Friday, December 16, 2005

PG-8 is the New PG-13. (ps--this post is PG-13)

As I mentioned, I stayed at my sister’s house due to the ice storm that precluded driving home, so I got to spend some time with my eldest niece. Somehow the 5 year old baby niece I remember has turned into an 8 ½ year old “tween” without me noticing. She thinks Lindsay Lohan is so cool and she has a ‘boyfriend’ named Jacob “who this girl totally lied and told me that he was dating another girl but he totally isn't.” When I heard the word "boyfriend" I was about to offer one of those made-for-TV cheeseball lectures that Erin Gray would have given Ricky Schroder on Silver Spoons about “being yourself” and not doing things just to make someone like you and “you don’t need friends like that anyway” when she blew me away with the following dialogue:

“So after this girl said that to me, I just decided to ask him about it, and I told him I didn't care what his answer was, but that I just wanted to know the truth."

WHAT?!!

Okay, I’m 33 and I can’t claim that kind of deep background knowledge of how to handle relationships with men. I was pleasantly surprised by her poise and confidence. And then I was horrified that an 8 ½ year old is even having a conversation with a boy about whether he is cheating on her with another girl. Dear god, has our culture really arrived at the place where 8 year olds are dealing with infidelity?!! I suppose they aren’t engaging in the more adult “simultaneous sexual partners” infidelity we’ve all lived through at some point (some more recently than others), but it doesn’t really make me feel better that Romance! Drama! Betrayal! are factors in an 8 or 9 year old’s daily life. And there seems to be no way around it, even in homes like hers where the atmosphere is not in the least permissive.

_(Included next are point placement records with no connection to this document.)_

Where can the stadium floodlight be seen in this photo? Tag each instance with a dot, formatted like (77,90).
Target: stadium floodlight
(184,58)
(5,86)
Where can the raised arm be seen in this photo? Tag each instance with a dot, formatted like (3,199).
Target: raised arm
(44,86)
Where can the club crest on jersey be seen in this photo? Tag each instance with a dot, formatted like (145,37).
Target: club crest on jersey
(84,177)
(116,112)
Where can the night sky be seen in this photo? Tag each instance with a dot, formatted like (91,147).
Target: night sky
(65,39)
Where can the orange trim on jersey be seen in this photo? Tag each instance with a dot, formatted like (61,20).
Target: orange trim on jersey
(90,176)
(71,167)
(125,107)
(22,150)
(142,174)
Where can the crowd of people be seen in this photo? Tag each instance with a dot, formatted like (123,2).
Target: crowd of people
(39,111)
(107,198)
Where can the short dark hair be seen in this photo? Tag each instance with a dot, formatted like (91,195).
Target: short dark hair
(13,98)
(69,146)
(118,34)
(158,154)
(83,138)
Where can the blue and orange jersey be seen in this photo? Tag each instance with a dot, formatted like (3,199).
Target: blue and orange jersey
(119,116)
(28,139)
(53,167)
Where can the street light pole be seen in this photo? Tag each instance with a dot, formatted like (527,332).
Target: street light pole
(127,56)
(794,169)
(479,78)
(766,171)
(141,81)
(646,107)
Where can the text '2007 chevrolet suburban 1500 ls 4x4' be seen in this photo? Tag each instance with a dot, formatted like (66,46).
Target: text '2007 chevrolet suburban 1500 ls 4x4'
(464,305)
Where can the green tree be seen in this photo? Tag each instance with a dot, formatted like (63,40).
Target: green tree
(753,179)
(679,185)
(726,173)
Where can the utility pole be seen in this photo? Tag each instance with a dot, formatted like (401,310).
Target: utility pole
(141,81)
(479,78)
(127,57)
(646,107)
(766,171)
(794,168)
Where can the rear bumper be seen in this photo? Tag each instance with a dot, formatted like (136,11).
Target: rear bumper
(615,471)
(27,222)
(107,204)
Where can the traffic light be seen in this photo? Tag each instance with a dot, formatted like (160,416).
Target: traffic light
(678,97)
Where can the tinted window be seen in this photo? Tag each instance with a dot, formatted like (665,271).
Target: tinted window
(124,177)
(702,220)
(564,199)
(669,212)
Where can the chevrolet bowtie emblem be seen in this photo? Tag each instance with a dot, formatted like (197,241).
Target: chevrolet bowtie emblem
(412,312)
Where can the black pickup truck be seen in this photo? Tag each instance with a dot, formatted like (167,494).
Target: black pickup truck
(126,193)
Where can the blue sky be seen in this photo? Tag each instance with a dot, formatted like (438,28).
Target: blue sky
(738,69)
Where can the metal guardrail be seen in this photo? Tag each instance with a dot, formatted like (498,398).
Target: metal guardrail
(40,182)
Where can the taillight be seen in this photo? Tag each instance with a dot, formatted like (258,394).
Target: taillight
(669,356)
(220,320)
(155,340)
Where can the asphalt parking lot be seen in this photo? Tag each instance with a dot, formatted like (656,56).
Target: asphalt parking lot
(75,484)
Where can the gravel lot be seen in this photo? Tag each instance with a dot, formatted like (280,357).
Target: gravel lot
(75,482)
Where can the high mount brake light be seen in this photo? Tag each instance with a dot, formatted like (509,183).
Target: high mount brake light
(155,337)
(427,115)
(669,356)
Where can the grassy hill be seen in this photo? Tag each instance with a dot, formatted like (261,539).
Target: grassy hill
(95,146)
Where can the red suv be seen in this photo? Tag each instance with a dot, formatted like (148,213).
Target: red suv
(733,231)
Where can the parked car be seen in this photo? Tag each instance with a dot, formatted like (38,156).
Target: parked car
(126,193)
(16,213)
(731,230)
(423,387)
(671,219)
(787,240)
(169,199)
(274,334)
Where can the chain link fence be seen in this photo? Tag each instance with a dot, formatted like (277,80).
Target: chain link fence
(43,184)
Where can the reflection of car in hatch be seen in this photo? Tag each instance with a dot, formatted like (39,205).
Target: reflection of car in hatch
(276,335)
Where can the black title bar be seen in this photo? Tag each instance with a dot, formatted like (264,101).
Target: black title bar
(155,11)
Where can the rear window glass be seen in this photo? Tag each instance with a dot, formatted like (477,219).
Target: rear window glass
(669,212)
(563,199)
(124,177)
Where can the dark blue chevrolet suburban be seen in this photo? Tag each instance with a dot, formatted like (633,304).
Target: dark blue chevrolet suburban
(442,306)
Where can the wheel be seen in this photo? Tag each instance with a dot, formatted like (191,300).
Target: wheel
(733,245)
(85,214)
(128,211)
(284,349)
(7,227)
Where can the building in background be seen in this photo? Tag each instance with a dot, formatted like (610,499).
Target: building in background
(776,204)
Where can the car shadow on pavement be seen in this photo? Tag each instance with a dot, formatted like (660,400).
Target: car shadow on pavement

What ever happened to the glory days when an 8th grade girl would be made fun of by a bunch of guys for asking, “What’s ‘head’?” when she heard them wondering if Tracy gave it. Or when a freshman girl could get laughed at by her good friend Todd (who’ll never read this blog so no worries) when he was telling her about having jerked off the night before and getting busted by his mother, and she asked in a very academic manner, “I don’t get it. Why would you do that? What’s the appeal?”

I mean, that girl could have genuinely existed. Circa 1988 or something. You know, like, maybe she was real and that stuff really did happen. And that would be no shame on her part for being so ignorant of raw human sexuality, right? I mean, she was totally cool in other ways, was class president, totally had friends and a social life (although was definitely in the Not Putting Out category of girls, for you guys at home keeping score). She just didn’t really have the 411 on the definition of “blow job” and couldn’t quite figure out the physics of how or why someone would do it.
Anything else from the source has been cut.